Belirleyici kriterin ne olduğuna dair elimizdeki muğlak verilerden hareketle, erken bir çıkarım olduğunu da kabul etmekle birlikte, değerlendirmemiz şöyledir.
- Kimin kimin mülteci olarak kabul edileceğini kimin mülteci olarak kabul edilmeyeceğini belirleyen asıl kriter modernitenin bizzat kendisidir. Modernite kendi varlığını ve üstünlüğünü temellendirmek için öylesine güçlü bir “öteki” kavramı üretmiştir ki, tüm dünyayı kuşatan etki alanı içerisinde, kanaatleri belirlemek konusunda hafife alınmayacak düzeyde keskin ve katıdır. Öyle ki modernitenin belirlediği ötekiye modern dünyada yer yoktur. Varlık iddiasındaki tüm uluslar kendilerine, moderniteyi dikkate alarak çeki düzen vermek zorundadırlar. Modernitenin mimarı batı medeniyeti, kendi medeniyet kümesi içerisine hangi kültürleri kabul edip etmeyeceğini baştan belirlemiştir. Türkiye en başından beri batı medeniyeti kümesi içerinde kabul edilmeyen, buna karşın en başından beri batı medeniyetinin içinde yer almak için canhıraş gayret gösteren bir ülkedir. Batı medeniyetinin içerisinde yer alma çabası öylesine içselleştirilmiştir ki, her bir vatandaşını neyi beğenip neyi beğenmeyeceğini, neyi nasıl değerlendirip nasıl değerlendirmeyeceği, kimi kendisinden sayıp kimi kendisinden saymayacağı konusunda etkili bir şekilde formatlamıştır. Dolayısıyla hangi kültürü kabul edip hangisini dışlayacağı konusuna tereddüt etmez. Modernitenin belirlediği kalıba uyanlar kabul edilir, uymayanlar dışlanır. İltica talebi beyaz, seküler, batılı ve modern bir kültürden geliyorsa sorun yoktur, talep yanık tenli, dindar, doğulu ve çağdışı bir kültürden geliyorsa reddedilecektir. Her şeye rağmen, Türkiyenin uyguladığı mülteci politikası kısa vadede, batıya düzensiz göçü engellemesi bakımından Batının işine yarıyor gibi görünsede, uzun vadede modernitenin tarif ettiği “öteki” algısının içini boşaltabilecek türden. Türkiye Suriyeli göçmenleri kabul ederek, modernitenin tarif ettiği “öteki” ile modern bir ülkede bir arada yaşanabildiğini göstermiştir. Elbette Batılıdan çok Batıcı modernlerimizi ikna ve dahası zaptetmek çok ta kolay olmamıştır. Öyle ki “Suriyelileri gönderelim, Ukraynalıları alalım” düzeyinde çirkinleşmekten dahi kendilerini alamayan bu kitle son dönemlerde siyasi çıkar beklentileri ile iyiden iyiye cesaretlendirilmektedir.

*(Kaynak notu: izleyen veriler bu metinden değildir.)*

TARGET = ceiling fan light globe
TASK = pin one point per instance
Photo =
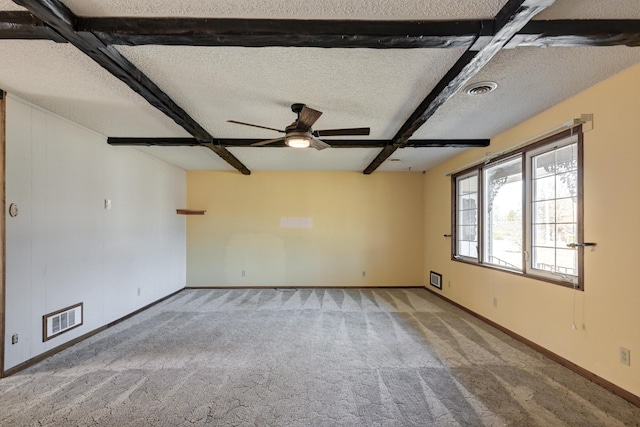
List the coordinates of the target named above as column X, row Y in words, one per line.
column 298, row 141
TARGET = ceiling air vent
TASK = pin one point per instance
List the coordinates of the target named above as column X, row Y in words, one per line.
column 480, row 88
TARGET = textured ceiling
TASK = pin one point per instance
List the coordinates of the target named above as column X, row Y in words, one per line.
column 592, row 9
column 293, row 9
column 59, row 78
column 352, row 87
column 530, row 80
column 378, row 88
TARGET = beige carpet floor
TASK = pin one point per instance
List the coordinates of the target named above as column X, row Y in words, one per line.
column 307, row 357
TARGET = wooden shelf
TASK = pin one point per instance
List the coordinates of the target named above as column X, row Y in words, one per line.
column 189, row 212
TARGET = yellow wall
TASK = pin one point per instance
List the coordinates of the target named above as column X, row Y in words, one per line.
column 608, row 311
column 372, row 223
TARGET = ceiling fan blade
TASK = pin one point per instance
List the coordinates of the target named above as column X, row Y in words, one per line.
column 268, row 141
column 340, row 132
column 255, row 126
column 318, row 144
column 308, row 117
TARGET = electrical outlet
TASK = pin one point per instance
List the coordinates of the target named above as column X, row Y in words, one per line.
column 625, row 356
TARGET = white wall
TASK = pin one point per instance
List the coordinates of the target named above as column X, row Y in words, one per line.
column 64, row 247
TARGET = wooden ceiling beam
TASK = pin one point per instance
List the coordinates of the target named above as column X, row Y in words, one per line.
column 514, row 15
column 335, row 143
column 283, row 32
column 18, row 25
column 57, row 16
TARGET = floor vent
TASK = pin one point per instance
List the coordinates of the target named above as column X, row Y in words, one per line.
column 58, row 322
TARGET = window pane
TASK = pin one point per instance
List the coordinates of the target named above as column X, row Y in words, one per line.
column 503, row 214
column 554, row 207
column 544, row 212
column 565, row 233
column 544, row 235
column 567, row 210
column 467, row 216
column 545, row 188
column 544, row 259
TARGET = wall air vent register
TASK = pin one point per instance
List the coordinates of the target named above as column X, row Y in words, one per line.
column 58, row 322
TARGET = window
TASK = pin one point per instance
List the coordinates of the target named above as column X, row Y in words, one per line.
column 503, row 214
column 521, row 211
column 467, row 214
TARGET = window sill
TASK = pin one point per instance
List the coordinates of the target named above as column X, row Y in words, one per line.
column 577, row 287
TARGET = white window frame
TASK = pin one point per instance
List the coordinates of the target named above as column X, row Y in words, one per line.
column 456, row 236
column 551, row 143
column 530, row 269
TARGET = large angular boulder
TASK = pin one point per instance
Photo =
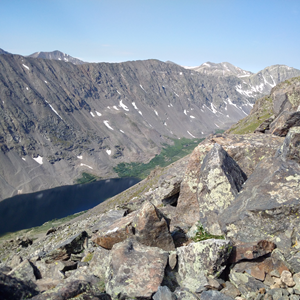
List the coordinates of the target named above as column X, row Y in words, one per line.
column 25, row 271
column 115, row 233
column 135, row 270
column 151, row 228
column 63, row 251
column 12, row 288
column 220, row 181
column 268, row 206
column 247, row 150
column 148, row 225
column 286, row 120
column 290, row 148
column 198, row 260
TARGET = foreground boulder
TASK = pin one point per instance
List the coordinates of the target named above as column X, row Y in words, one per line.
column 135, row 270
column 268, row 206
column 148, row 225
column 198, row 260
column 221, row 180
column 246, row 150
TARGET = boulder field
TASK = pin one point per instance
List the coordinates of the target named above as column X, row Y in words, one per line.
column 222, row 223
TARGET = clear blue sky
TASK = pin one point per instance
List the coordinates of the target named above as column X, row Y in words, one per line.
column 251, row 34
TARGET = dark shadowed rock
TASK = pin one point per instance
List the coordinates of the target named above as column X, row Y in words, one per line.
column 73, row 245
column 12, row 288
column 251, row 250
column 214, row 295
column 69, row 291
column 151, row 228
column 286, row 120
column 198, row 260
column 135, row 270
column 116, row 232
column 24, row 271
column 247, row 150
column 220, row 181
column 163, row 293
column 268, row 206
column 148, row 225
column 108, row 218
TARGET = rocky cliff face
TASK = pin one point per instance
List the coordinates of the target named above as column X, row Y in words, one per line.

- Bir çok farklı kültüre aynı anda ev sahipliği yapan ve tarihte de farklı kültürlerin huzur içinde bir aradalığını başarmış bir medeniyet birikimin varisi olarak Türkiye, kendisinden bekleneni ve yakışanı yaparak; tıpkı Arnavut, Pomak, Boşnak, Torbeş, Çerkez, Yahudi ve Polonyalı mültecilere kucak açtığı gibi Suriyeli göçmenlere de kucak açmıştır.
- Suriyeli göçmenlerin demografik ve kültürel yapıyı değiştirebileceği hakkında oluşturulan algı gerçek bir tehdit değildir, ancak bu yapay tehdit algısını oluşturan odakların varlığı ve operasyon kabiliyetleri gerçek bir tehdittir. Yapay tehdit algısını besleyen söylemler belirli odaklar tarafından sürekli dolaşımda tutularak ortam uluslararası istihbarat örgütlerinin provakasyonuna açık ve hazır hale getirilmektedir.
- İltica talebinde bulunan savaş mağdurlarını etnik ve dini aidiyetlerine, diline, kültürüne, geldiği coğrafyaya, mesleğine, dış görünüşüne göre ayrıştırmak insani bir tutum olmamakla birlikte Batı tipi bir reflekstir. Ancak bu anlaşılabilir bir durumdur zira Batının insani değerleri keşfetmesinin üzerinden yüz yıl dahî geçmemiştir. Henüz yolun çok başlangıcındaki Batının insani değerler hakkında Dünyaya anlatabilecek bir hikayesi oluşmamıştır. Batı, teknik mahareti ile kurduğu “medeniyeti” gerçekten yükseltmek istiyorsa, yüzünü Doğuya çevirmelidir.
- Batılıdan çok Batıcılarımız silkinip kendine gelmeli, özüne dönmelidir.